Environmental factors could also play a role, such as stressful life events may lead to changes in self-esteem during adolescence. Results of a study by Kamakura indicated that stability in self-esteem was due to genetic effect and in addition there was found that environmental factors partly explained stability in self-esteem.

It is however uncertain which aspects of non-shared environmental factors influence stability in self-esteem.
Factors including overreliance on the evaluations, love, and approval of others, an impoverished self-concept, and excessive dependency needs have been implicated for why immediate feelings of self-worth of some individuals are highly unstable.

Furthermore, developmentally, harsh or controlling family environments are thought to promote fragile, unstable feelings of self-worth. A father who is misogynistic – consciously or unconsciously – and who displays psychological manipulation, control etc. of the mother and child is also a major underlying factor.
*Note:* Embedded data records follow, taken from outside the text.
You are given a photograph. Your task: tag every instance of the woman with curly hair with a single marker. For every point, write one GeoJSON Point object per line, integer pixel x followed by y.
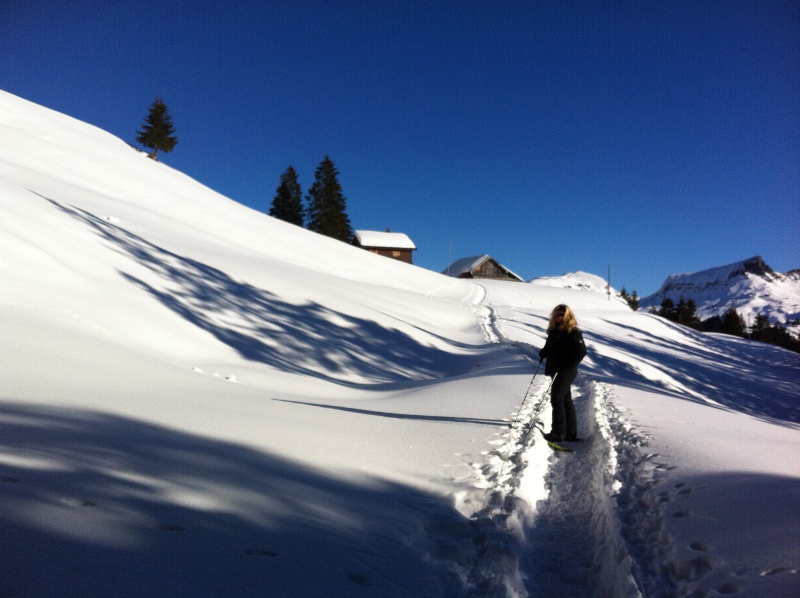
{"type": "Point", "coordinates": [563, 350]}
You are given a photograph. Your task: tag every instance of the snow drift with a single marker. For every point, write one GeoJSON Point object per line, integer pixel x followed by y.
{"type": "Point", "coordinates": [199, 400]}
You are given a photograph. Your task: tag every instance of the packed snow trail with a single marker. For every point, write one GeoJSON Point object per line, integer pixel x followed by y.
{"type": "Point", "coordinates": [574, 546]}
{"type": "Point", "coordinates": [568, 542]}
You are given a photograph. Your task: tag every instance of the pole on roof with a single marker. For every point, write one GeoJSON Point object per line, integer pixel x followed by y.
{"type": "Point", "coordinates": [449, 253]}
Possessing a well-developed self-concept also is implicated in optimal psychological functioning. When self-knowledge is confused and conflicted it will fail to provide meaningful input into people's behaviours and reactions and instead promote heightened responsiveness to immediately salient situational cues and outcomes. When these cues and outcomes are negative, this heightened responsiveness can be particularly detrimental. Having a poorly developed self-concept may lead individuals to rely on and be more affected by specific evaluative information, thereby enhancing unstable self-esteem.

==Measurement==
There are two well-known measures of self-esteem instability.
The Harter Pictorial Scale of Perceived Competence and Social Acceptance for Young Children (PSPCSA) can just be used for children aged 4 to 7. The PSPCSA is focused on four scales: cognitive competence, physical competence, peer acceptance, and maternal acceptance. Every scale contains 6 items and each item contains two pictures of a certain action or activities (for example, a child doing a puzzle or playing with other children). A pictorial format engages a young child's interest, is understandable, sustains the child's attention, and leads to more meaningful responses. For each item the tested child is read a brief statement about each child depicted in the pictures. The first task is to indicate which of the two children it is most like. The second task is to indicate how much it is like the child on the chosen picture, a lot (represented as a big circle) or a little (represented as a small circle). When conducting this test longitudinally (for example five days in a row) the stability of self-esteem can be measured, the higher the standard-deviation, the more unstable the self-esteem is.
The second measurement is the Rosenberg self-esteem scale (RSES). This is a 10-item Likert-type scale designed to measure global self-esteem, but when taken longitudinally it can be used as a measure for self-esteem instability.